Ziklag
- Named after: Ziklag
- Formation: 2018; 8 years ago
- Founder: Ken Eldred
- Type: 501(c)(3) organization
- Tax ID no.: 82-4819179
- Headquarters: Southlake, Texas

= Ziklag (organization) =

American Christian dominionist organization

Ziklag is a Christian dominionist organization named after the biblical city of Ziklag. Its membership is exclusively for individuals with a net worth over $25 million as well as faith-based interests. The organization's goal is to "take dominion over the Seven Mountains" of society.

==History==
Silicon Valley entrepreneur Ken Eldred created Ziklag after the 2016 election of Donald Trump to the presidency. It was registered in 2018 as a 501(c)(3) organization named USATransform. Until December 2022 its CEO was Rebecca Hagelin; she was replaced by interim CEO Julie Nimmons.

Ziklag's revenue in 2022 was $12 million.

==Members==
The organization's membership is exclusively for individuals with a net worth of over $25 million as well as faith-based interests. It appears to have over 125 members.

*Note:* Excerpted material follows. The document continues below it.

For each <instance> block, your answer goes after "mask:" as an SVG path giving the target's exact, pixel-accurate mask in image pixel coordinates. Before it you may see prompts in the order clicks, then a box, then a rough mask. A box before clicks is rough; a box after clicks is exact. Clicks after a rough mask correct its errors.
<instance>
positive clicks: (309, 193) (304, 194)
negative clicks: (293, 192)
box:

Lance Wallnau, a self-described Christian nationalist, is an advisor to and a force behind Ziklag. Wallnau is a prominent figure of the New Apostolic Reformation, of which he says he is an apostle.

==Activities==
In 2021, Ziklag began working "to take down the education system as we know it today", aiming to embrace prayer and "a conservative, biblical worldview in science, humanities and the arts" in public schools, which it claims are "indoctrinating children with a secular worldview". Ziklag's educational project is headed by Peter Bohlinger.

In an internal newsletter, Ziklag claimed that it had played a "hugely significant role" in getting Amy Coney Barrett onto the Supreme Court in 2020. It believes in the Seven Mountain Mandate and its actions in 2024 are divided into three projects: to scrutinize the electoral process, promote voting at churches, and engage in the parental rights movement.

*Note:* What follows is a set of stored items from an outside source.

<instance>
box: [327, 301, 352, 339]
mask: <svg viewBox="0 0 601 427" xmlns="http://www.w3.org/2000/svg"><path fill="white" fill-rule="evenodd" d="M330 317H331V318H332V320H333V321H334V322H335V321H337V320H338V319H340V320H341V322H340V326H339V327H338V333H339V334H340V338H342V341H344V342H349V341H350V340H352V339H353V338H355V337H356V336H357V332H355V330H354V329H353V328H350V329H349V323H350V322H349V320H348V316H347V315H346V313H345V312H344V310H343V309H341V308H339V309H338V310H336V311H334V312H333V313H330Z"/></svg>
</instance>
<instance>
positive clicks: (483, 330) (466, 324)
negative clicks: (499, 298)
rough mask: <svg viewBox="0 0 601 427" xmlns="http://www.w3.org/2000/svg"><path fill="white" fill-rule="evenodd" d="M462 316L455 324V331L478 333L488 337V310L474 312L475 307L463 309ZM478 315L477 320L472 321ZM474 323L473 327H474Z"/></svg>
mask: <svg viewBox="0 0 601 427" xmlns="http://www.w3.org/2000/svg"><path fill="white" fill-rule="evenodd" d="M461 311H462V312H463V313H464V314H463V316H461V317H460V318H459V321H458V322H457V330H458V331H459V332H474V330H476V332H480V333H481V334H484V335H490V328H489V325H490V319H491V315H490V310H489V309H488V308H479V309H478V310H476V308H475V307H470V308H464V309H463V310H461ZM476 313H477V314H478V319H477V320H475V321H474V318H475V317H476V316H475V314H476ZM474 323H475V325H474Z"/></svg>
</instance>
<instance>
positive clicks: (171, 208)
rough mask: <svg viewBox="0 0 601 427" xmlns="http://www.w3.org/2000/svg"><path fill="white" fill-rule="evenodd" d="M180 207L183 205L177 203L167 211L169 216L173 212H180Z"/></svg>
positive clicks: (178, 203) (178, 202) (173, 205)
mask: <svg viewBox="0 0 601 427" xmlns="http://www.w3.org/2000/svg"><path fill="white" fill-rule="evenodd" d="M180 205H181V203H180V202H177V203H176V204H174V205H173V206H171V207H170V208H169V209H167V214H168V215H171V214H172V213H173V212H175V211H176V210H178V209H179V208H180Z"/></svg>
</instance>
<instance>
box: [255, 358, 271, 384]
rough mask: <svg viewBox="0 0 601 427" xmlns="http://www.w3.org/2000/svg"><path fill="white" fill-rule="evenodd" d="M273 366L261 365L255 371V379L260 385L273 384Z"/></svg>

Ziklag has supported Cleta Mitchell and the Conservative Partnership Institute led by Mark Meadows, who work on what they call "election integrity projects", and planned to support Mitchell's EagleAI election software project in the 2024 presidential election. Turning Point USA leader Charlie Kirk spoke to a gathering of Ziklag members in late 2023 and encouraged them to donate more.

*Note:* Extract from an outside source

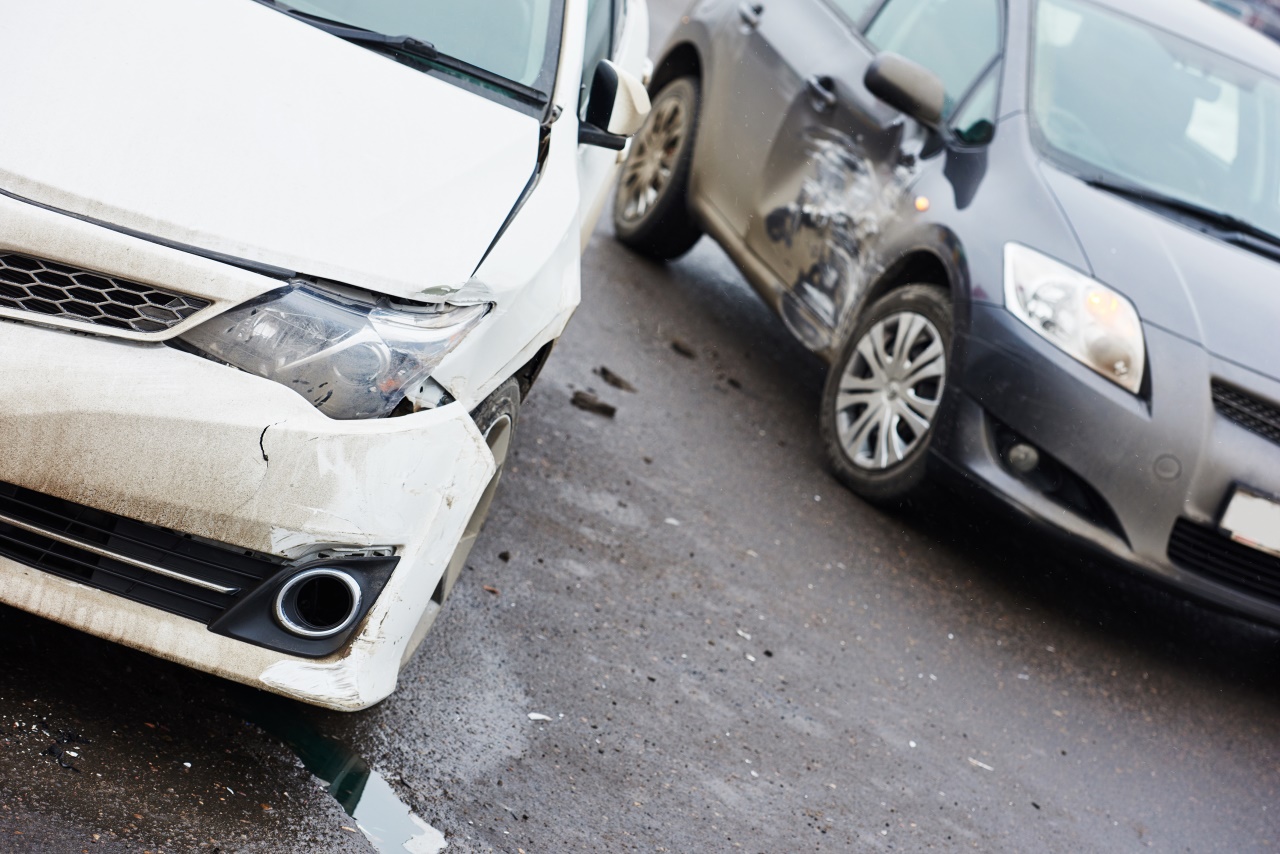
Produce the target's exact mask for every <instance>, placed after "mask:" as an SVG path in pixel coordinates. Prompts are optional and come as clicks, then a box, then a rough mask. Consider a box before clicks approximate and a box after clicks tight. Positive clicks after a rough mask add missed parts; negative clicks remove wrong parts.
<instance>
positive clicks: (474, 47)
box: [280, 0, 553, 86]
mask: <svg viewBox="0 0 1280 854" xmlns="http://www.w3.org/2000/svg"><path fill="white" fill-rule="evenodd" d="M280 5H285V6H288V8H291V9H297V10H298V12H305V13H310V14H315V15H321V17H324V18H330V19H333V20H340V22H343V23H348V24H351V26H353V27H364V28H365V29H374V31H376V32H381V33H387V35H390V36H413V37H415V38H419V40H421V41H426V42H430V44H433V45H435V47H436V49H439V50H440V51H443V52H445V54H449V55H451V56H457V58H458V59H461V60H465V61H467V63H471V64H472V65H476V67H479V68H483V69H485V70H489V72H494V73H495V74H502V76H503V77H506V78H507V79H511V81H515V82H517V83H524V85H525V86H531V85H532V83H534V82H535V81H536V79H538V74H539V72H540V70H541V68H543V59H544V55H545V51H547V44H548V33H547V28H548V26H549V20H550V13H552V5H553V0H466V3H422V0H287V1H285V3H282V4H280Z"/></svg>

In 2024, ProPublica reported on Ziklag's efforts to support Donald Trump's reelection as president and interviewed multiple legal experts who said the efforts could violate the law regarding nonprofit organizations.

In October 2025, The Guardian reported that it had received leaked documents which revealed that in 2022 Ziklag emailed its members to ask them to donate money for the filming of pilot episodes of a right-wing Christian-leaning late night talk show hosted by Eric Metaxas that Ziklag claimed would be a more inclusive alternative to what Ziklag deemed the predominantly left-wing content of existing late-night talk shows. Four pilot episodes of the show, The Talk Show with Eric Metaxas, were produced, but no network picked up the show. In reviewing the four pilot episodes, The Guardian wrote that the show was modeled closely on existing late-night shows, but that Metaxas lacked comedic talent and that the show's interview segments were boring, lacking notable guests and failing to explore topical issues.